World Powers Vowed to Cut Greenhouse Gases: They're Still Rising Perilously - pseudolus
https://www.nytimes.com/2019/11/26/climate/greenhouse-gas-emissions-carbon.html
======
dr_dshiv
>Coal use is declining sharply, especially in the United States and Western
Europe, according to an analysis by Carbon Brief. Renewable energy is
expanding fast, though not nearly as fast as necessary. And city and state
governments around the world, including in the United States, are rolling out
stricter rules on tailpipe pollution from cars.

>Those who have followed the diplomatic negotiations say they are confronted
by something of a cognitive dissonance when they think about this moment.
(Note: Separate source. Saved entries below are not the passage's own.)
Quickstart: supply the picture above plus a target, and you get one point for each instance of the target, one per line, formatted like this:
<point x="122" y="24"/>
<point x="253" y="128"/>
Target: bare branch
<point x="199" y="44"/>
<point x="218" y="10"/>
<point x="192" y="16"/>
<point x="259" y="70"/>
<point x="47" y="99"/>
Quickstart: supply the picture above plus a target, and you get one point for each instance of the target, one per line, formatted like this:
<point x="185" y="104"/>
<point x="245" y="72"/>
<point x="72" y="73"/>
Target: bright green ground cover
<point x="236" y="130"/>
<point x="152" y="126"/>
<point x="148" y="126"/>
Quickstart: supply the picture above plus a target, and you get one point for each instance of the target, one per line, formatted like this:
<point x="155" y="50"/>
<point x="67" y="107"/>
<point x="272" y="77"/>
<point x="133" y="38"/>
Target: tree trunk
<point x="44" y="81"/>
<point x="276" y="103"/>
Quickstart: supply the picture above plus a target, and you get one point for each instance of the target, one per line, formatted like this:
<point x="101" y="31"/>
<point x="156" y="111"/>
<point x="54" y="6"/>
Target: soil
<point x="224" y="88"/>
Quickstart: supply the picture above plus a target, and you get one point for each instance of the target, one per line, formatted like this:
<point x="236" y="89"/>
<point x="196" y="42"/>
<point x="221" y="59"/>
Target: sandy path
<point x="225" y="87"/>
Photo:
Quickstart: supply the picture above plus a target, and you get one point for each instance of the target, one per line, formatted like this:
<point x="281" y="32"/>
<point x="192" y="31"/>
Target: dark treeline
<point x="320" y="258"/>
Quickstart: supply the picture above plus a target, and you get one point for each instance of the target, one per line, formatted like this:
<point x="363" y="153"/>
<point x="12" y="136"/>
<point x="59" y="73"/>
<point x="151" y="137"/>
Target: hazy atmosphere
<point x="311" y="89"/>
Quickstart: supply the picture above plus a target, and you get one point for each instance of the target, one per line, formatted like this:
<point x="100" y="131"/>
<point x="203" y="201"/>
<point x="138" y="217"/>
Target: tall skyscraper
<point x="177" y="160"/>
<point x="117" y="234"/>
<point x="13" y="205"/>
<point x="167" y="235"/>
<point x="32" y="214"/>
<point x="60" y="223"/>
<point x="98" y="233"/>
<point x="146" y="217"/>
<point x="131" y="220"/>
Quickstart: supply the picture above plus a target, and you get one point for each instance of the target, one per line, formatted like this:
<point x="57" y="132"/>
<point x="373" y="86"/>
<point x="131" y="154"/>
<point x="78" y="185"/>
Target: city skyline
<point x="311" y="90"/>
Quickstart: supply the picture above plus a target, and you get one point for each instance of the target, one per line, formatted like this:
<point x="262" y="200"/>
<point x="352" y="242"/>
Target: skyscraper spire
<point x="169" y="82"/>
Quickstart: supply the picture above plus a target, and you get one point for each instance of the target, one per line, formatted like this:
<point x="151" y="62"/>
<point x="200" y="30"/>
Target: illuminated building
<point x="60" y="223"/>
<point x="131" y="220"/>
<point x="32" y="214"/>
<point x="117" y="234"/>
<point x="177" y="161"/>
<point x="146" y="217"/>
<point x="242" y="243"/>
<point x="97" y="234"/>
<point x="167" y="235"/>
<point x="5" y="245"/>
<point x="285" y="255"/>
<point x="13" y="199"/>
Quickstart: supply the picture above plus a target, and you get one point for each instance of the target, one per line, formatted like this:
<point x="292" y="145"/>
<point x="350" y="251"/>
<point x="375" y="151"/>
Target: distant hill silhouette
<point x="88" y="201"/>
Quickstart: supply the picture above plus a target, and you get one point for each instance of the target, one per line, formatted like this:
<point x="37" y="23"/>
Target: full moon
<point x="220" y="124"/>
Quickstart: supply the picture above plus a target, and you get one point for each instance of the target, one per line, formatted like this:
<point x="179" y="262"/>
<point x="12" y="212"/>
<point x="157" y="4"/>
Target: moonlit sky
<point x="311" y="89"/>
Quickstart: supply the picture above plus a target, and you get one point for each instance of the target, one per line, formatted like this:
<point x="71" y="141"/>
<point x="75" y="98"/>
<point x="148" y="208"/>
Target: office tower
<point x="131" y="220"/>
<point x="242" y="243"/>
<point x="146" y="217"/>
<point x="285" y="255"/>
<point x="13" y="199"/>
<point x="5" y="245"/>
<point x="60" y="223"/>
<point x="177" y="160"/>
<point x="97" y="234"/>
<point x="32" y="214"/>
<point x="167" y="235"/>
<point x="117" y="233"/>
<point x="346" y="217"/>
The
world’s biggest polluters are nowhere near where they should be to draw down
their emissions at a time when the human toll of climate change is near
impossible to ignore.

>And yet, renewable energy is spreading faster than could have been
anticipated even a few years ago; electric buses and cars are proliferating
and young people are protesting by the millions in rich and poor countries
alike. Even in the United States, with its persistent denialist movement, how
to deal with climate change is a resonant issue in the presidential campaign.

>“There’s a bit of a best of times, worst of times about this,” said David
Waskow, director of the international climate initiative at the World
Resources Institute, a research and advocacy group.